Location: LAWRENCEVILLE, GWINNETT County, GEORGIA, 30043

State: Georgia Government Spending

Plain-Language Summary

Department of Defense obligated $23.7 million to C A M INTERNATIONAL USA, INC for work described as: DIESEL FUEL AND REGULAR UNLEADED GASOLINE FOR VARIOUS LOCATIONS IN HONDURAS Key points: 1. Contract awarded through full and open competition, suggesting a competitive bidding process. 2. The contract duration of 1108 days indicates a long-term need for fuel supply. 3. Fixed Price with Economic Price Adjustment (FP-EPA) contract type introduces potential for cost fluctuations. 4. The award was made under the 'GA' (Georgia) state, which may relate to contractor location or administrative oversight. 5. The North American Industry Classification System (NAICS) code 324110 points to petroleum refineries as the relevant industry. 6. The contract was awarded by the Defense Logistics Agency (DLA), a key provider of logistics support to the U.S. military.

Value Assessment

Rating: fair

Benchmarking the value of this contract is challenging without specific per-unit pricing data or comparable contracts for fuel in Honduras. The total award amount of $23.7 million over approximately three years suggests a significant but potentially variable cost depending on fuel market fluctuations due to the economic price adjustment clause. Further analysis would require comparing the effective per-gallon price against regional benchmarks and historical DLA fuel procurement costs.

Cost Per Unit: N/A

Competition Analysis

Competition Level: full-and-open

The contract was awarded under 'full and open competition,' indicating that all responsible sources were permitted to submit bids. The presence of two bids (no: 2) suggests a moderate level of competition for this specific requirement. While competition is generally positive, a low number of bidders could indicate market limitations or specific requirements that narrowed the field.

Taxpayer Impact: Full and open competition is generally favorable for taxpayers as it aims to secure the best possible price through a bidding process.
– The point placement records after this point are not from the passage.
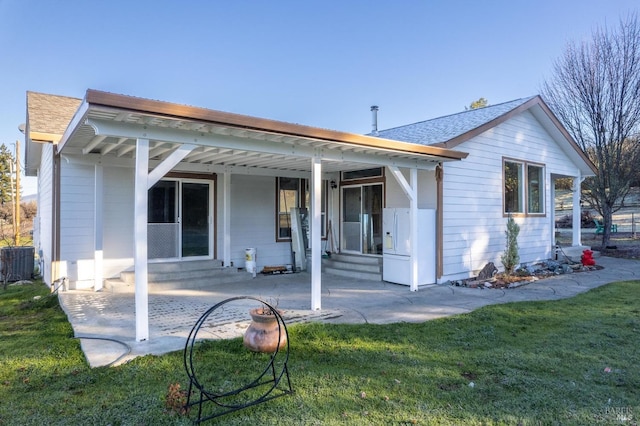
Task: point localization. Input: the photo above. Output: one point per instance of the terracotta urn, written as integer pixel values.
(262, 334)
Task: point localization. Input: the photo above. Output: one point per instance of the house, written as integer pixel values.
(125, 183)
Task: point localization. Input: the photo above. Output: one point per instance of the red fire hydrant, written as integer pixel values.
(587, 258)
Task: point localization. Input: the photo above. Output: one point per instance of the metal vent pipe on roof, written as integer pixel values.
(374, 119)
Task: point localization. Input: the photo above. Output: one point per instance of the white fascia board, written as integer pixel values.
(134, 131)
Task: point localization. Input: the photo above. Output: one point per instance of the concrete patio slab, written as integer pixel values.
(105, 322)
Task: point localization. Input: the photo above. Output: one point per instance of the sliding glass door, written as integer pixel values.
(180, 221)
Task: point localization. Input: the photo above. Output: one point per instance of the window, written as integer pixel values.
(294, 192)
(523, 187)
(535, 189)
(288, 196)
(363, 174)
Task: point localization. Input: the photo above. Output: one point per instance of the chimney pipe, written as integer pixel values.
(374, 118)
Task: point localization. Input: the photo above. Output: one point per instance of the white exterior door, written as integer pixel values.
(362, 219)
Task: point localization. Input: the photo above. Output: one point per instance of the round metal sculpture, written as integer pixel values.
(256, 376)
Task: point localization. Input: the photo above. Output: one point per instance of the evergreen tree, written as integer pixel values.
(510, 257)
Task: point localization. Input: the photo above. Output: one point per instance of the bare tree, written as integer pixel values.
(595, 92)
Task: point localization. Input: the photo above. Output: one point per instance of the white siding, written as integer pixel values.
(76, 224)
(117, 220)
(43, 224)
(474, 225)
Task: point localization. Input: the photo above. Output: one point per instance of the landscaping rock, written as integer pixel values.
(488, 271)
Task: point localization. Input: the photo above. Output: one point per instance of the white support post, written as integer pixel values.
(98, 204)
(577, 213)
(226, 218)
(411, 191)
(414, 230)
(140, 241)
(316, 233)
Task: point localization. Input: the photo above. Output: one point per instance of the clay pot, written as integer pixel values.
(262, 334)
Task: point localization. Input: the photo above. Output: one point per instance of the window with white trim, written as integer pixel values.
(523, 187)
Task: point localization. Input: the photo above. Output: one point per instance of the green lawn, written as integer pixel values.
(573, 361)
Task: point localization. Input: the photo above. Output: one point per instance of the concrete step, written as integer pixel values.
(354, 274)
(353, 266)
(179, 275)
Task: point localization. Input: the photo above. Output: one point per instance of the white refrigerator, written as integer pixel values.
(396, 252)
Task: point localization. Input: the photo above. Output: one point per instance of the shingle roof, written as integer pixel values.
(442, 129)
(50, 114)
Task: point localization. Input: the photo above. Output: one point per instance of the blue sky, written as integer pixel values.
(320, 63)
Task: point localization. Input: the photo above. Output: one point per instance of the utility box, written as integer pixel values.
(16, 263)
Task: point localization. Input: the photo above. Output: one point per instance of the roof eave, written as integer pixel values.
(141, 105)
(536, 100)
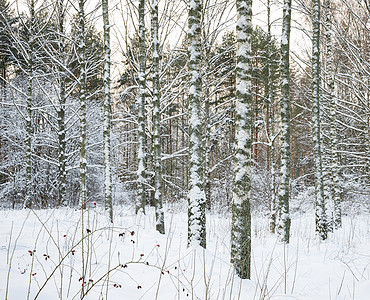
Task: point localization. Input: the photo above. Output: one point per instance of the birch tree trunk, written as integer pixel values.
(141, 174)
(283, 225)
(196, 194)
(333, 146)
(321, 222)
(241, 215)
(107, 113)
(30, 74)
(270, 128)
(159, 213)
(82, 83)
(62, 107)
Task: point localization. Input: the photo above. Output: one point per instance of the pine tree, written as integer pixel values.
(159, 213)
(196, 195)
(241, 215)
(107, 113)
(321, 222)
(283, 225)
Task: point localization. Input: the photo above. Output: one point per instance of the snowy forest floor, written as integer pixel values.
(41, 257)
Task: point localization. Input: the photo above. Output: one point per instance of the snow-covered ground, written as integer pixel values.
(41, 257)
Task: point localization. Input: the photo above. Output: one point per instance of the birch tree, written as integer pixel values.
(196, 194)
(159, 213)
(283, 225)
(30, 27)
(321, 222)
(141, 171)
(107, 113)
(61, 109)
(82, 85)
(241, 215)
(333, 142)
However, with only two bids received, the ultimate cost savings for taxpayers may have been constrained compared to a scenario with more robust competition.

Public Impact

U.S. military operations and personnel stationed in Honduras benefit from a reliable supply of diesel fuel and gasoline. The contract ensures the availability of essential fuel for transportation and operational needs of the DoD in the region. Geographic impact is concentrated in various locations within Honduras where DoD assets are deployed. The contract supports the logistics and supply chain infrastructure necessary for maintaining U.S. military presence and readiness in Central America.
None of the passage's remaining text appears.